La parte dello studio consiste nella lettura di un testo sacro indù che offra nuove conoscenze e occasioni d’introspezione. È importante scegliere un’opera che risulti chiara e stimolante, evitando quelle oscure o troppo tecniche. Dedicate a ciò cinque minuti.

Quali sono i benefici di queste quattro pratiche spirituali? Quello dell’adorazione è che aumenta la devozione verso la Divinità, rafforzando la propria relazione con Lui o Lei. Si tratta di un passo naturale verso un eventuale passaggio alla pratica completa di devozione (atmartha puja). La pratica introspettiva della recitazione della AUM produce nella mente un effetto calmante e innalza le energie verso la parte più spirituale della mente, facendo ascendere ai chakra superiori. Si tratta di un primo passo verso le pratiche meditative più profonde, come la regolazione del respiro (pranayama), la ritrazione dell’energia dai sensi (pratyahara) e la concentrazione sui processi del pensiero (dharana) che conduce a esperire la natura intrinseca dell’anima (dhyana e samadhi).
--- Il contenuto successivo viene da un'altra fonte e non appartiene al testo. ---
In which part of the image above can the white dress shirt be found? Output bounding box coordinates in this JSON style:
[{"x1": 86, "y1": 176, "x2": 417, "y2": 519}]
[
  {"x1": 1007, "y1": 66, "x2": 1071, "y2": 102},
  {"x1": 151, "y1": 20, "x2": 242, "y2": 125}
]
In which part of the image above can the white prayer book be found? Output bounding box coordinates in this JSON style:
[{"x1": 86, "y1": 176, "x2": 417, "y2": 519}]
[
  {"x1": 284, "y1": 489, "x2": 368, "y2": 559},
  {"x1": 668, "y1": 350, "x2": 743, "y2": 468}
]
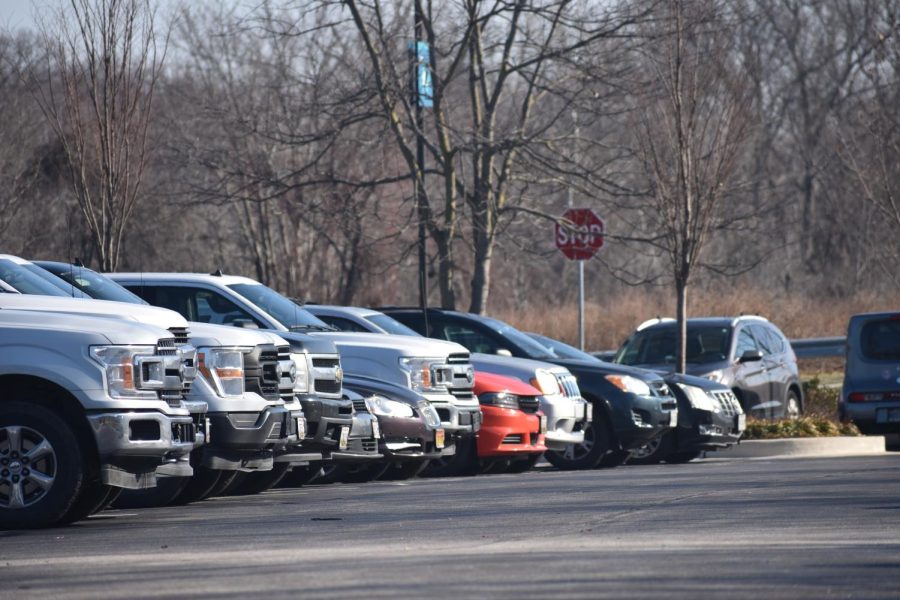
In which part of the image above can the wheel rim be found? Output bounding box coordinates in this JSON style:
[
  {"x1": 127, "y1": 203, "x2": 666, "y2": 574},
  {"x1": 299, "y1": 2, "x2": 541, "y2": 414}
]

La ripetizione di un’asserzione aiuta a divenire ogni giorno più positivi e sicuri di sé, divenendo più efficienti in qualsiasi cosa si faccia. Sono inoltre un ottimo antidoto alla preoccupazione. Lo studio di testi sacri aumenta la conoscenza del proprio credo e promuove la riflessione sulla filosofia e le pratiche indù.

È importante ricordare che il progresso spirituale che si fa verso lo scopo ultimo dell’esperienza di Dio, la realizzazione del Sé, e la conseguente liberazione dal ciclo delle rinascite, moksha, è direttamente proporzionale alla quantità di tempo che dedichiamo alle pratiche spirituali.

Il saggio Patanjali ne parla negli Yoga Sutra (1.21; 22): “Per coloro che hanno una forte dedizione, il samadhi è vicino. Che la pratica sia di intensità tenue, media o alta è un fatto anch’esso determinante”. Il saggio intende dire che il progresso spirituale non si basa solamente sulla quantità di tempo che si dedica alle pratiche religiose, ma anche su quanta dedizione, energia e impegno si impiegano in esse. Il suo terzo verso sull’argomento recita: “Il samadhi può giungere anche grazie alla devozione verso l’Ishvara”. Ciò significa che l’impegno e la dedizione possono essere integrati con le benedizioni o la grazia che si riceve in virtù di un’intensa devozione a Dio.